El resultado es que algo que era un problema menor (o en este caso, ni siquiera un problema), va degenerando en un desastre. El efecto más inmediato de rebajar artificialmente el precio de un producto –o de impedir que suba de precio cuando se ha vuelto mucho más escaso– es que todos los compradores acuden en masa a comprar trigo, mientras que los vendedores son reacios a deshacerse de él a precios tan poco competitivos. Es decir, todo el mundo quiere comprar, pero nadie quiere vender. ¿Consecuencia? El producto resulta cada vez más difícil de conseguir: aunque hay gente que está dispuesta a pagar un precio por el que el vendedor aceptaría enajenar el bien, no pueden cerrar la transacción porque el Gobierno se lo impide.
Un poco duro, ¿no cree? Imagine que quiere ir a comprar comida y no la puede conseguir. Acto seguido entrará en pánico y su obsesión no será ya garantizarse la provisión de comida para hoy, sino para los próximos meses, no sea que el desabastecimiento perdure. En otras palabras, no es que la demanda aumente un poco, es que se dispara en términos relativos con respecto a la oferta, con lo que el desabastecimiento todavía se agudiza más. Quienes primero lleguen a la tienda se quedarán con toda la producción, y las viejecitas que vayan más rezagadas se quedarán sin nada. En lugar de distribuir los bienes por necesidades, los redistribuimos según la longitud de las zancadas.

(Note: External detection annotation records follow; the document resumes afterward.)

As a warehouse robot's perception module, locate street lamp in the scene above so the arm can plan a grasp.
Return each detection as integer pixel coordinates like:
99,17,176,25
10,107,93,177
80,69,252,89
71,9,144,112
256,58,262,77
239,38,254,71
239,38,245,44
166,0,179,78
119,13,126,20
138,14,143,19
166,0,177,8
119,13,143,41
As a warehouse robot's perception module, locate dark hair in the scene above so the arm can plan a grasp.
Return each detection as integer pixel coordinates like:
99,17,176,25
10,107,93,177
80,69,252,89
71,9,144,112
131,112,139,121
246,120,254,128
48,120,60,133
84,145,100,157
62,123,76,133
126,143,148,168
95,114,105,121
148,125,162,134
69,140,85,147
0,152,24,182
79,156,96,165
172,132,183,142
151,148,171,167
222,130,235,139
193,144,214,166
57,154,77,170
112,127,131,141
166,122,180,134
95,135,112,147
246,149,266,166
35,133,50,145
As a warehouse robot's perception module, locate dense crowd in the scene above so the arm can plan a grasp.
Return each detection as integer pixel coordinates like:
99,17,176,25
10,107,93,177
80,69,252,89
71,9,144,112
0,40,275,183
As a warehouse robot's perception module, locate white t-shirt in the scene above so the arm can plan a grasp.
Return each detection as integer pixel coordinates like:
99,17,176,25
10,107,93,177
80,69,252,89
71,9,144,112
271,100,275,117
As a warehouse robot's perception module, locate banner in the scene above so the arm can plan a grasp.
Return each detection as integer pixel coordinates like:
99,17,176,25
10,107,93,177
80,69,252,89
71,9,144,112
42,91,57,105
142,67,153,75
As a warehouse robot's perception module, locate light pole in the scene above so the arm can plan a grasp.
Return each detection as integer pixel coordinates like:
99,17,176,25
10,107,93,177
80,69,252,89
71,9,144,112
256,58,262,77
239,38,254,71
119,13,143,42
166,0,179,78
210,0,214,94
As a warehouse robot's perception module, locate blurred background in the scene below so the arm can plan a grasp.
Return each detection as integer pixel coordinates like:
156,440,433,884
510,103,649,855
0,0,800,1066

Pero no crea que la cosa termina aquí. Los productores no son tontos y si el Gobierno les obliga a vender su escasa producción a unos precios que no les resultan remunerativos, lo tienen tan fácil como vender su mercancía al extranjero, donde no se han implantado controles de precios. Fíjese en lo absurdo y disparatado de la situación: un país padece una sequía brutal y en lugar de estar importando trigo a toneladas... ¡lo está exportando!

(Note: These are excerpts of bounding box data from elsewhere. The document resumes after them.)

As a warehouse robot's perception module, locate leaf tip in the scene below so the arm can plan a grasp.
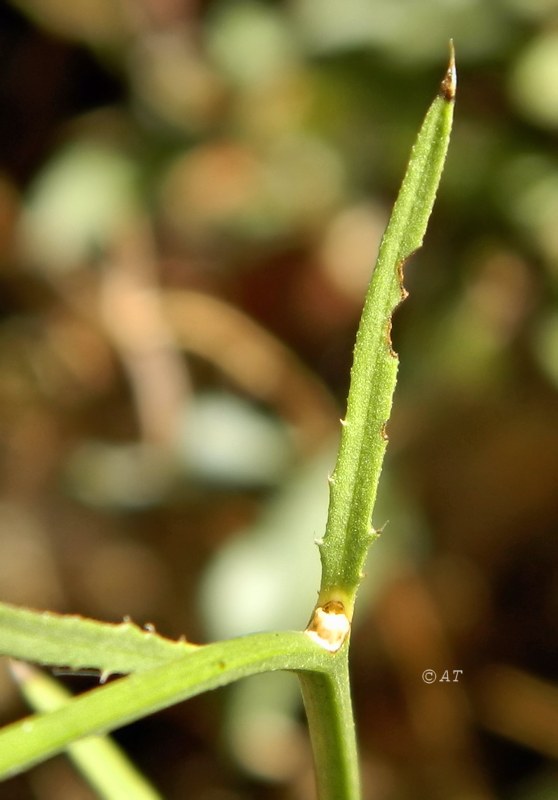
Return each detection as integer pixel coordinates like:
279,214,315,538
440,39,457,102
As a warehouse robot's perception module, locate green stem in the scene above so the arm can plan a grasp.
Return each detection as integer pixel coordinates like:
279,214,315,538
299,646,360,800
0,631,332,780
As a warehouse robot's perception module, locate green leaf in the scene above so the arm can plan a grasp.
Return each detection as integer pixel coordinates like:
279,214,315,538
318,45,456,620
12,662,160,800
0,603,197,677
0,631,332,780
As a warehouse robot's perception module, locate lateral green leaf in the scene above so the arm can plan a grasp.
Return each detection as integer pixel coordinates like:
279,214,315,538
318,45,456,619
0,603,197,676
12,662,161,800
0,631,332,780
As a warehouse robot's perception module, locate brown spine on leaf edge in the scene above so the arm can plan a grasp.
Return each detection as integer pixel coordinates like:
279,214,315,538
440,39,457,103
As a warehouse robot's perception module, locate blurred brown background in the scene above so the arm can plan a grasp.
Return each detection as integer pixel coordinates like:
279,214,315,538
0,0,558,800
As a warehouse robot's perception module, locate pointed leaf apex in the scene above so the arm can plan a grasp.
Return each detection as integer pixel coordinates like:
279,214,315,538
440,39,457,102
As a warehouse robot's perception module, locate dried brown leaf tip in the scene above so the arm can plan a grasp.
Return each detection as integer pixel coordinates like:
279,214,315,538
304,600,351,653
440,39,457,102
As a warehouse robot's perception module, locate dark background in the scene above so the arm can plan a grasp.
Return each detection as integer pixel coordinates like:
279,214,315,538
0,0,558,800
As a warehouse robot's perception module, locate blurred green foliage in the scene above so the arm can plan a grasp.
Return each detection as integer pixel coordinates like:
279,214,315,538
0,0,558,800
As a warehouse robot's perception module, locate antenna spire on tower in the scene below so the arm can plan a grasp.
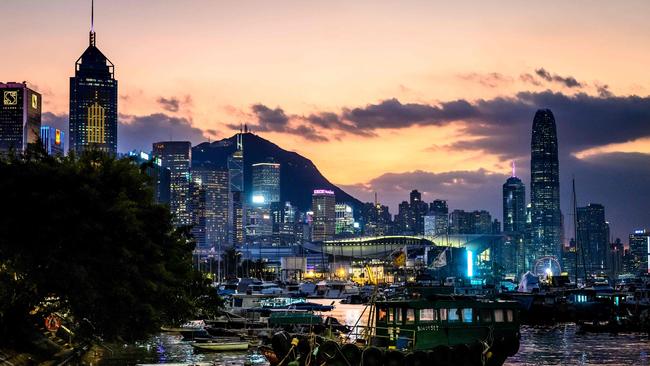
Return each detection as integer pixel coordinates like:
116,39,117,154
89,0,95,46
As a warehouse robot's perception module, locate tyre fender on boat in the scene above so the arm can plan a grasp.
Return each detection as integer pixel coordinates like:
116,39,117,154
384,350,404,366
271,331,291,360
361,347,384,366
429,345,451,366
341,343,361,365
404,351,429,366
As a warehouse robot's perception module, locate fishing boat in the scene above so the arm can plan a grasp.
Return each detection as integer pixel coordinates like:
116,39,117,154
192,342,248,352
264,295,520,366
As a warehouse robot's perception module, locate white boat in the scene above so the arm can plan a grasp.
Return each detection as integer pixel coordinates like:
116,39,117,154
316,280,359,299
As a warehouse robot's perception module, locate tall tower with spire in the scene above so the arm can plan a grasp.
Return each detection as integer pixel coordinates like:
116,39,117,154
69,1,117,154
228,130,245,245
527,109,562,272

Y claro, como ya pronosticaba Mises, una intervención lleva a otra sin que ninguna de las dos sirva para otra cosa que para empeorar la situación. Si los productores de trigo venden al extranjero, al Estado no se le ocurre eliminar la causa originaria de esa completa anomalía –los controles de precios–, sino prohibir las exportaciones. En este punto se encuentra ahora Rusia. El paso siguiente, si nadie regresa a la sensatez, será el de establecer cartillas de racionamiento para que ningún ruso se quede con más trigo "del que necesita".

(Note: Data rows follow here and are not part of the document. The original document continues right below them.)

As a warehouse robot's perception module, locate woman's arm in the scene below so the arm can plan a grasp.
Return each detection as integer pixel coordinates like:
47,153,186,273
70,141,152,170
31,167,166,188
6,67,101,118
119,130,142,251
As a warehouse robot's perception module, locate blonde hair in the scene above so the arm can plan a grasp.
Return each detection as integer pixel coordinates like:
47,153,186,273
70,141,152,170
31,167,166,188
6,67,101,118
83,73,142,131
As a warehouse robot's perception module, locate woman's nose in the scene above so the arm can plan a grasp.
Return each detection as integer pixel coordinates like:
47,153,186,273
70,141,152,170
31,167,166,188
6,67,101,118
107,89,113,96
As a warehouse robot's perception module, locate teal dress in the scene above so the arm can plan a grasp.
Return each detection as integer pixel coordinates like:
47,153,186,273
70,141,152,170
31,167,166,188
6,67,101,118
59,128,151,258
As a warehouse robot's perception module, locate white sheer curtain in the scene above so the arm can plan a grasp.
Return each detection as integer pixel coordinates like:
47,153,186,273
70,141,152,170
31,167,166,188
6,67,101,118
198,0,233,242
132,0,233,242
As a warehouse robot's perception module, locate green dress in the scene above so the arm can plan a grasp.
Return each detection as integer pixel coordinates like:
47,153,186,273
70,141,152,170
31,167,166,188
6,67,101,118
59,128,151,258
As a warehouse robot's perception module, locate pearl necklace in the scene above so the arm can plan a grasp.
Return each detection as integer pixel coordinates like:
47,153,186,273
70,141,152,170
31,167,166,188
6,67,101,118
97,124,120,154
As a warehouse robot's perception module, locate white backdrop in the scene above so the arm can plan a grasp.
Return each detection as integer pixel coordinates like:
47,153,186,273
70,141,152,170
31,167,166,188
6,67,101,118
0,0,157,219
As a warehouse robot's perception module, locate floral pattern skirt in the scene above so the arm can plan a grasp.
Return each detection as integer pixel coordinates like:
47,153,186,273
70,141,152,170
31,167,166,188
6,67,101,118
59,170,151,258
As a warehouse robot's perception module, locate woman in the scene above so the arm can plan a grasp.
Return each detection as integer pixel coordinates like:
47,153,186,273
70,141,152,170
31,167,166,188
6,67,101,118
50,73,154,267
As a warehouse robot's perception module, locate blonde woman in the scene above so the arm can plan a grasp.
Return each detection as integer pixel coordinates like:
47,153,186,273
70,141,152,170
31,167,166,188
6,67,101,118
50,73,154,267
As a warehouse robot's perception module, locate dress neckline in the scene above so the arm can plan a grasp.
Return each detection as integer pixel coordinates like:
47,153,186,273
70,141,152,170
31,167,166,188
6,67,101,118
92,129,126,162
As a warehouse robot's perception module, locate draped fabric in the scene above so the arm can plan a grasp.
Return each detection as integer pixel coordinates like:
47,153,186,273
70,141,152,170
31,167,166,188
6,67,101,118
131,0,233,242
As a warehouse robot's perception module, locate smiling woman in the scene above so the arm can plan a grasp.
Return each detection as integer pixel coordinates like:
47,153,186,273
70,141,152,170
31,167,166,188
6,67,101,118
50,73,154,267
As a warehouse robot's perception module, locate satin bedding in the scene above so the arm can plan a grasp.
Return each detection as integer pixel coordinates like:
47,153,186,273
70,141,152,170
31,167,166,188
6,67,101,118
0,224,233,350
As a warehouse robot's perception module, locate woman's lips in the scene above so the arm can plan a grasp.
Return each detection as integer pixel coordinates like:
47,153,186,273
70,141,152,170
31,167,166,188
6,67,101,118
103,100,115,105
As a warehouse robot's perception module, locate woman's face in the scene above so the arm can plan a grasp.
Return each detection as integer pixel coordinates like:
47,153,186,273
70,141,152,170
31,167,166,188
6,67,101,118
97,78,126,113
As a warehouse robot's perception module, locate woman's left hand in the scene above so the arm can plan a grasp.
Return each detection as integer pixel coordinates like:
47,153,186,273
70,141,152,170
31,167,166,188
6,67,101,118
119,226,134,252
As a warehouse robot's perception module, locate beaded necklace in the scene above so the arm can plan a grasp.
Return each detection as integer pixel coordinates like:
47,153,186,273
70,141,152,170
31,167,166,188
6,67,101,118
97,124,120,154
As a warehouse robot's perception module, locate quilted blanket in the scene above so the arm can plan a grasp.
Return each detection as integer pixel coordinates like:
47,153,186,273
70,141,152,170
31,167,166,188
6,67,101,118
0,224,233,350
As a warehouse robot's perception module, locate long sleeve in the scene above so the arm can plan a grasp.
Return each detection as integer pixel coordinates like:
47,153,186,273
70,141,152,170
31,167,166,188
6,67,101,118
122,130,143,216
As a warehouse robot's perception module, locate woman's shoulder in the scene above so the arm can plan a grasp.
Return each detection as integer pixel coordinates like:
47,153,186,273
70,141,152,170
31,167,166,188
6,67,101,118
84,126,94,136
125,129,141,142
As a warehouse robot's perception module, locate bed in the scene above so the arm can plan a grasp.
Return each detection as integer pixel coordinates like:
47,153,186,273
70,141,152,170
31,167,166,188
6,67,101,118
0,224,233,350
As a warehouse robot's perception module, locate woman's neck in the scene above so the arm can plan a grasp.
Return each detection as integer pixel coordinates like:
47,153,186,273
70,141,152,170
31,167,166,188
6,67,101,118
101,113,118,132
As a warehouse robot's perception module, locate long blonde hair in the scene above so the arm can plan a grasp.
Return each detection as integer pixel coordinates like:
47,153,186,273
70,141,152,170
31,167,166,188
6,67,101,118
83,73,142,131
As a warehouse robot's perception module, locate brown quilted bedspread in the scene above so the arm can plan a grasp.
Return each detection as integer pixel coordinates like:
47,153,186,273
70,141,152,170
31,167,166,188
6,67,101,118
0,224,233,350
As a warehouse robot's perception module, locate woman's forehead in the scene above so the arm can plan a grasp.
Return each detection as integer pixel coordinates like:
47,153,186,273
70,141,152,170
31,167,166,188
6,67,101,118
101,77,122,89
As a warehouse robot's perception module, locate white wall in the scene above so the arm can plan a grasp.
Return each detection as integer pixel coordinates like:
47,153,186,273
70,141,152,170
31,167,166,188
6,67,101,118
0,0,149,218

No se extrañe tampoco de que empiecen a perseguir a los especuladores, acusándoles de restringir artificialmente la oferta, aunque sea un completo disparate. Lo que menos les interesa a los especuladores en momentos de controles de precios es incrementar sus inventarios de trigo, pues no podrán revenderlo a un precio mayor. Más bien al contrario, si esperan que los controles de precios perduren, lo más inteligente que pueden hacer es liquidar lo antes posible los stocks de trigo que posean, asumir las pérdidas y borrón y cuenta nueva.
Pero el resultado final será el mismo: si los controles de precios perduran, los productores de trigo desinvertirán en esta industria y se dirigirán a otros sectores donde la rentabilidad sea mayor. Un cierto desabastecimiento puntual se convertirá en una escasez crónica debido a reducciones permanentes de la oferta... a menos que se establezcan también controles de precios en el resto de la economía para evitar diferenciales en la rentabilidad, en cuyo caso el desabastecimiento y la carestía crónica se volverán universales. De hecho, el control universal de precios tiene un nombre que arrastra un historial de miseria y desolación: socialismo.
Ahí tienen el intervencionismo estatal en todo su esplendor: de la abundancia a la escasez por obra y gracia de políticos ineptos y demagogos.